Mis à part des plaintes mineures, “Stray” est une expérience captivante, le genre de jeu qui ne quitte pas votre cerveau après votre générique. Pour savoir, immédiatement après avoir lancé le jeu, j’ai sauté dans la fonction de sélection de chapitre, ravi de débloquer plus de souvenirs et de jouer avec des yeux neufs.
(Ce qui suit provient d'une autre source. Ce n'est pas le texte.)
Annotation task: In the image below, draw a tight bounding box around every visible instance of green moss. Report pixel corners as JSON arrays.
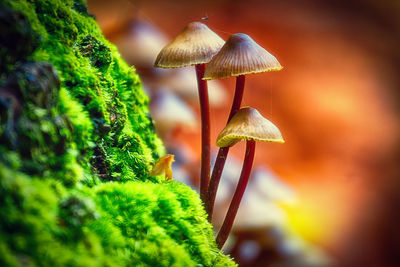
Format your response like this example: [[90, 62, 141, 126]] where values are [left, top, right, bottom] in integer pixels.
[[0, 0, 235, 266]]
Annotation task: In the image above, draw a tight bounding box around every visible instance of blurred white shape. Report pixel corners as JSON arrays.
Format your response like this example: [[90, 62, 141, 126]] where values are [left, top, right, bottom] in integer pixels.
[[150, 89, 197, 137], [233, 193, 287, 229], [212, 154, 242, 205], [250, 167, 297, 205], [114, 19, 168, 68], [156, 67, 228, 107]]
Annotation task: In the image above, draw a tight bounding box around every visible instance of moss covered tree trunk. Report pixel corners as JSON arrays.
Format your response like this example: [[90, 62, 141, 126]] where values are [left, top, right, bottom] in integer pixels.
[[0, 0, 235, 266]]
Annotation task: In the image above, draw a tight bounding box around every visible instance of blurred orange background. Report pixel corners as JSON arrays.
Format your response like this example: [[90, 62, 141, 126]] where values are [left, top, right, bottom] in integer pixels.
[[87, 0, 400, 266]]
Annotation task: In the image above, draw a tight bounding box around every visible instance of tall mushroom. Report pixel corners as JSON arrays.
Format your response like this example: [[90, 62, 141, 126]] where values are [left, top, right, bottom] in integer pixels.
[[217, 107, 284, 248], [204, 33, 282, 221], [154, 22, 224, 202]]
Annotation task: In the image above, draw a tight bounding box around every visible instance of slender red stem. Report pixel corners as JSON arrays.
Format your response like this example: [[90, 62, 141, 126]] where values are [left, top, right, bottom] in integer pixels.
[[205, 75, 245, 222], [196, 64, 211, 203], [217, 140, 256, 249]]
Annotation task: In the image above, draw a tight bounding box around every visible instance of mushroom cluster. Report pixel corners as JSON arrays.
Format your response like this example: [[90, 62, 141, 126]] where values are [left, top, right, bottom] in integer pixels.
[[154, 22, 284, 248]]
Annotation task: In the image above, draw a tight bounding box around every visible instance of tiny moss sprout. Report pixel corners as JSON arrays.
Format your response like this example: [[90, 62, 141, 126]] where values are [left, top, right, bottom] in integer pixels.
[[154, 22, 224, 202], [150, 154, 175, 180]]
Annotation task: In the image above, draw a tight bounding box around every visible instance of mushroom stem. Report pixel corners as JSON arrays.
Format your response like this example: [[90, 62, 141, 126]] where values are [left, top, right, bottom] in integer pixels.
[[196, 64, 211, 203], [217, 140, 256, 249], [205, 75, 245, 222]]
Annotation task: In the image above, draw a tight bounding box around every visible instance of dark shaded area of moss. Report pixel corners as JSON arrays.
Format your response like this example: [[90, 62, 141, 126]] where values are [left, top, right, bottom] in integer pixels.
[[0, 0, 235, 266]]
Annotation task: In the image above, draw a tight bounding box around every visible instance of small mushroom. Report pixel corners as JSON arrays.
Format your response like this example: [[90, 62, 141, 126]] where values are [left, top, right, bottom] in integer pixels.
[[217, 107, 284, 248], [203, 33, 282, 221], [154, 22, 224, 201], [150, 154, 175, 180]]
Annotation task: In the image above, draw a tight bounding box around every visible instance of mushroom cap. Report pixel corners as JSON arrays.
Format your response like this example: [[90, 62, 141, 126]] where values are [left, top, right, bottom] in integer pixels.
[[154, 22, 224, 68], [203, 33, 282, 80], [217, 107, 285, 147]]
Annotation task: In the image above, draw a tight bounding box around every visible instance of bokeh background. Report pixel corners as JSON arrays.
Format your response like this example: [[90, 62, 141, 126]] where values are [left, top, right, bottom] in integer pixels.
[[87, 0, 400, 266]]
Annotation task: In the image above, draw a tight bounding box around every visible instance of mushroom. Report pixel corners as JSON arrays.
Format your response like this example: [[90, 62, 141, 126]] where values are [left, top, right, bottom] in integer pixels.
[[154, 22, 224, 201], [150, 154, 175, 180], [217, 107, 284, 248], [203, 33, 282, 221]]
La fin laisse de nombreuses questions ouvertes auxquelles j’aurais aimé des réponses, mais en même temps, je suis content qu’ils n’aient pas essayé de résoudre tous les problèmes. Tout d’abord, cela m’a donné envie d’en savoir plus. Trop souvent, les histoires s’enlisent avec pourquoi et comment dans chaque détail, et font couler l’eau avec détails et réalisme. Pour un récit dystopique, “Stray” n’est pas intéressé à prêcher au joueur. Il n’essaie pas de faire de grandes déclarations sur l’orgueil de l’humanité ou l’innovation à courte vue. Au lieu de cela, il vous guide à travers une ville vivante et respirante où les robots ont façonné leur propre société de cendres à l’autre, permettant aux joueurs de faire ce qu’ils veulent de l’autodestruction de l’humanité. Et cette impression persistera longtemps après la fin du jeu.